The tribe has been open about its desire to build a casino outside its tribal lands, if Massachusetts alters its laws to permit it.

Patrick said representatives of the tribe have already been in to see him and “they know that we are committed to working closely with them on all matters of shared concern.”

The Legislature has not voted on any casino gambling proposals in recent years. But last April, the House overwhelmingly rejected a bill that would have allowed slot machines at the state’s horse and dog racing tracks.

The Mashpee are the second Massachusetts tribe to receive federal recognition after the Wampanoag of Gay Head-Aquinnah on Martha’s Vineyard. There are more than 560 recognized tribes in the U.S.

The tribe dominated the population and politics of the town of Mashpee until the 1960s, when construction of new homes transformed the town and much of the rest of Cape Cod.

In its land reclamation lawsuit, pursued 1976 to 1982, the Mashpee Wampanoag claimed that land in Mashpee and three neighboring towns had been illegally taken from the tribe.
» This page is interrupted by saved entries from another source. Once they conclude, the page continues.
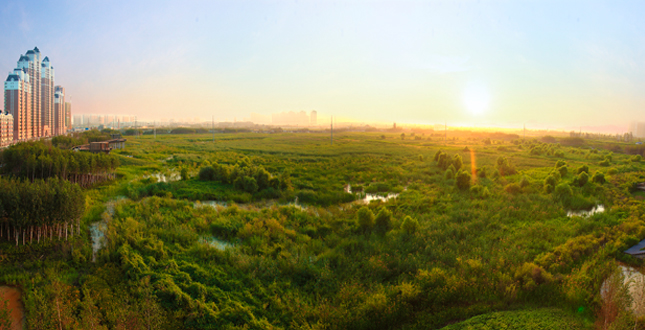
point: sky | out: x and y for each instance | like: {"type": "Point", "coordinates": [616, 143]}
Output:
{"type": "Point", "coordinates": [468, 63]}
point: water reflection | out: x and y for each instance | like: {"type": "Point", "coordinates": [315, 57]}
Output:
{"type": "Point", "coordinates": [367, 198]}
{"type": "Point", "coordinates": [584, 214]}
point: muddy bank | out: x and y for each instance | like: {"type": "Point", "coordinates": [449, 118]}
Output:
{"type": "Point", "coordinates": [13, 296]}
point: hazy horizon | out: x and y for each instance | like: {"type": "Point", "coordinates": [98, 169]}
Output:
{"type": "Point", "coordinates": [467, 63]}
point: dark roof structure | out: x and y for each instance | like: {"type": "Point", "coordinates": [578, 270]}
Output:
{"type": "Point", "coordinates": [637, 250]}
{"type": "Point", "coordinates": [13, 77]}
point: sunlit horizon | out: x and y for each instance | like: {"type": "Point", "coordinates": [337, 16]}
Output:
{"type": "Point", "coordinates": [544, 65]}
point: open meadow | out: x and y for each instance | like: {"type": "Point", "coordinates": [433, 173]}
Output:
{"type": "Point", "coordinates": [377, 231]}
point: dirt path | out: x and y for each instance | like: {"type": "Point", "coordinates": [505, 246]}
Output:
{"type": "Point", "coordinates": [15, 304]}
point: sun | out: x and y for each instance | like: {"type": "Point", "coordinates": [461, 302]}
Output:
{"type": "Point", "coordinates": [476, 99]}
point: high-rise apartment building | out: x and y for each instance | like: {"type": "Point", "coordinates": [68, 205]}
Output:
{"type": "Point", "coordinates": [68, 116]}
{"type": "Point", "coordinates": [313, 117]}
{"type": "Point", "coordinates": [59, 110]}
{"type": "Point", "coordinates": [32, 62]}
{"type": "Point", "coordinates": [6, 128]}
{"type": "Point", "coordinates": [32, 99]}
{"type": "Point", "coordinates": [47, 97]}
{"type": "Point", "coordinates": [17, 100]}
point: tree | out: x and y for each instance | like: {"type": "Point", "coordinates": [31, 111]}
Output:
{"type": "Point", "coordinates": [365, 218]}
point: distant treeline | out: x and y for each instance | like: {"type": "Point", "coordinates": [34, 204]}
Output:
{"type": "Point", "coordinates": [40, 208]}
{"type": "Point", "coordinates": [36, 160]}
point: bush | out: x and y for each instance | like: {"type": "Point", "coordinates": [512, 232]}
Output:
{"type": "Point", "coordinates": [599, 177]}
{"type": "Point", "coordinates": [207, 173]}
{"type": "Point", "coordinates": [481, 172]}
{"type": "Point", "coordinates": [365, 219]}
{"type": "Point", "coordinates": [505, 167]}
{"type": "Point", "coordinates": [513, 188]}
{"type": "Point", "coordinates": [583, 178]}
{"type": "Point", "coordinates": [450, 174]}
{"type": "Point", "coordinates": [563, 170]}
{"type": "Point", "coordinates": [583, 168]}
{"type": "Point", "coordinates": [410, 225]}
{"type": "Point", "coordinates": [383, 222]}
{"type": "Point", "coordinates": [563, 192]}
{"type": "Point", "coordinates": [463, 180]}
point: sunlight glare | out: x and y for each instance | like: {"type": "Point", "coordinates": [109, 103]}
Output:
{"type": "Point", "coordinates": [476, 99]}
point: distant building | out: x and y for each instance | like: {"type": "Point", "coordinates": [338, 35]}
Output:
{"type": "Point", "coordinates": [17, 94]}
{"type": "Point", "coordinates": [6, 129]}
{"type": "Point", "coordinates": [637, 129]}
{"type": "Point", "coordinates": [46, 97]}
{"type": "Point", "coordinates": [313, 117]}
{"type": "Point", "coordinates": [59, 110]}
{"type": "Point", "coordinates": [32, 64]}
{"type": "Point", "coordinates": [68, 116]}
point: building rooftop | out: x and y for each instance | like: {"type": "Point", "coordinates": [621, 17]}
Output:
{"type": "Point", "coordinates": [637, 249]}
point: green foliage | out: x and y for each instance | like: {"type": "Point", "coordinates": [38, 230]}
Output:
{"type": "Point", "coordinates": [513, 188]}
{"type": "Point", "coordinates": [410, 225]}
{"type": "Point", "coordinates": [383, 221]}
{"type": "Point", "coordinates": [504, 167]}
{"type": "Point", "coordinates": [365, 219]}
{"type": "Point", "coordinates": [582, 168]}
{"type": "Point", "coordinates": [463, 180]}
{"type": "Point", "coordinates": [582, 179]}
{"type": "Point", "coordinates": [598, 177]}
The tribe formally notified the government of its plans to seek recognition in 1975, but didn’t petition until 1990. That was rejected, and the tribe refiled in 1996. No action was taken on it for years, and the tribe sued the Department of Interior in 2001 to speed the review. The government agreed in 2005 to give its preliminary ruling last year.

In December, four Mashpee Wampanoag tribal council members filed a complaint in Barnstable Superior Court asking a judge to open up the tribe’s financial records. The complaint alleged mismanagement and claimed a Detroit real estate magnate and casino developer had given millions of dollars to the tribe to facilitate its recognition effort.

A judge denied the petition to freeze the tribe’s financial assets, but ordered the tribe to allow the complainants to look at the group’s financial records.